April 12, 2016
An independent audit of cosmetics advertisements on television and print in media across six European countries conducted by the European Advertising Standards Alliance (EASA) shows high compliance level with the European regulation and the industry’s guidelines and recommendations.
The European Regulation on the justification of claims used in relation to cosmetic products and the guidelines and recommendations adopted by the cosmetics industry to regulate its advertising practices are well followed. This is the conclusion of the audit conducted, upon the request of Cosmetics Europe, by the European Advertising Standards Alliance (EASA) – a non-profit organisation based in Brussels, which brings together national advertising self-regulatory organisations. The audit, which was conducted across six representative European countries (France, Hungary, Italy, Poland, Sweden and UK), also checked the compliance of advertisements against the national self-regulatory advertising codes and laws.
Results are very positive for the European cosmetics industry. Indeed, EASA’s audit report finds that 91% of the advertisements of cosmetic products were in compliance with all relevant advertising codes/laws.

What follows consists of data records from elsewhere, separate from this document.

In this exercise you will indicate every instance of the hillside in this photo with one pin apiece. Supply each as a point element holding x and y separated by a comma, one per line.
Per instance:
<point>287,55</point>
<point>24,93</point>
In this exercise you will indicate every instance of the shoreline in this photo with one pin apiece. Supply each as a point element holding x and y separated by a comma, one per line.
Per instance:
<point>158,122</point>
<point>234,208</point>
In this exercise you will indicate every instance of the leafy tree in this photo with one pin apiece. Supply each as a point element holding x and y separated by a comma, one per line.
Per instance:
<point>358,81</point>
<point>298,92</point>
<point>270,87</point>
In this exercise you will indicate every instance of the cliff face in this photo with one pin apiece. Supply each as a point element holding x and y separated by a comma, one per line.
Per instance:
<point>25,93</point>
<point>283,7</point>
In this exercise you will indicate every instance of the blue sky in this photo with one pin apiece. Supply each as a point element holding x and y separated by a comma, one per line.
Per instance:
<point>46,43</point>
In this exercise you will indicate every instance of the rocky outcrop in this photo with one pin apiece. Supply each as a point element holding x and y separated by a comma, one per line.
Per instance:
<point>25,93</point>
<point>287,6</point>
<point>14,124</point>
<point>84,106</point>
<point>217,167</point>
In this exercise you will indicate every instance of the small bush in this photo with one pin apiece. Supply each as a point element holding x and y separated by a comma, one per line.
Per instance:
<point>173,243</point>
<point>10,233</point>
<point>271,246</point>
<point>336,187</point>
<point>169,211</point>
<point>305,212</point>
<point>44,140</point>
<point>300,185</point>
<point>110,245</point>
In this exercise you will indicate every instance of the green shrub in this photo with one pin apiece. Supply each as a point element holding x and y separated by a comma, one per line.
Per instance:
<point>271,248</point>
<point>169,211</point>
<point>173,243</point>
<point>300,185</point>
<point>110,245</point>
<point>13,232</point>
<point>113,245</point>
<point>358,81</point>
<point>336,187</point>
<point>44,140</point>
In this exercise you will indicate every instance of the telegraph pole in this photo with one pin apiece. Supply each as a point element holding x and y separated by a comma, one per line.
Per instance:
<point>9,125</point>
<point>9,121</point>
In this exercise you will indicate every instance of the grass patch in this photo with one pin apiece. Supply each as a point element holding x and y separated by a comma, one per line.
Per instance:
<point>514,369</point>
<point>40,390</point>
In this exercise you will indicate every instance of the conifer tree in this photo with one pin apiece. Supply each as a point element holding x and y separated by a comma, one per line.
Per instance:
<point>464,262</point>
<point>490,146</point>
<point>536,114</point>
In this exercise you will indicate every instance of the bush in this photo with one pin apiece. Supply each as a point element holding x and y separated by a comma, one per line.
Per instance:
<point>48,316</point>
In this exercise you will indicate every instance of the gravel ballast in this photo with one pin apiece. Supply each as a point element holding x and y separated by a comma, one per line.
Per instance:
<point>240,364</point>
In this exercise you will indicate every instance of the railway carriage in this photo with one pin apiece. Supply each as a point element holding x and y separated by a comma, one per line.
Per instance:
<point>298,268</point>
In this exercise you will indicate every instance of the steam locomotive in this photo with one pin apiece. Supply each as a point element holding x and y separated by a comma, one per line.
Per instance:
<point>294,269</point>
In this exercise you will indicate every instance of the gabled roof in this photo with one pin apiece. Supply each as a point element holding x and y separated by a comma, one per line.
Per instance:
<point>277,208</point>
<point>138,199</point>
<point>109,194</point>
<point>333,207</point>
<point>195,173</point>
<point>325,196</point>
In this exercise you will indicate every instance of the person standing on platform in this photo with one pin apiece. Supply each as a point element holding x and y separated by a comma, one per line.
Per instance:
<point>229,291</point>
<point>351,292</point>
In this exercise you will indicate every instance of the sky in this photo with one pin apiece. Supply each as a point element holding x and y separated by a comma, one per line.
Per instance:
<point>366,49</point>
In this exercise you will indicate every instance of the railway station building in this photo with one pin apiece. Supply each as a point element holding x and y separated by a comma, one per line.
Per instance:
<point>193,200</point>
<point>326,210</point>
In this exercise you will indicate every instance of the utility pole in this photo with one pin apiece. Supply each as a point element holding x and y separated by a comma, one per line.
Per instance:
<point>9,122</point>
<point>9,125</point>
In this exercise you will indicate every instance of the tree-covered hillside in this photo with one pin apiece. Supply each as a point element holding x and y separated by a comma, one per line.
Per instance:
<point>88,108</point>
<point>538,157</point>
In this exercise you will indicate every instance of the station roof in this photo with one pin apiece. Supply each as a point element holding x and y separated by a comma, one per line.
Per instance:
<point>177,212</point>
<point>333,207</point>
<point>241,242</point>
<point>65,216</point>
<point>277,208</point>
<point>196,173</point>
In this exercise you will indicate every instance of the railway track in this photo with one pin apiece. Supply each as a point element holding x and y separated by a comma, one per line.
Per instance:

A total of 1,861 advertisements were reviewed, including 577 television and 1,284 print advertisements aired/published over three month periods – September 2014, March and June 2015.
Only 6% of the advertisements were found to be in breach of relevant advertising codes/laws while 3% of the advertisements could not be assessed, as the experts did not receive the information necessary to assess the compliance of the claims made in the advertisements.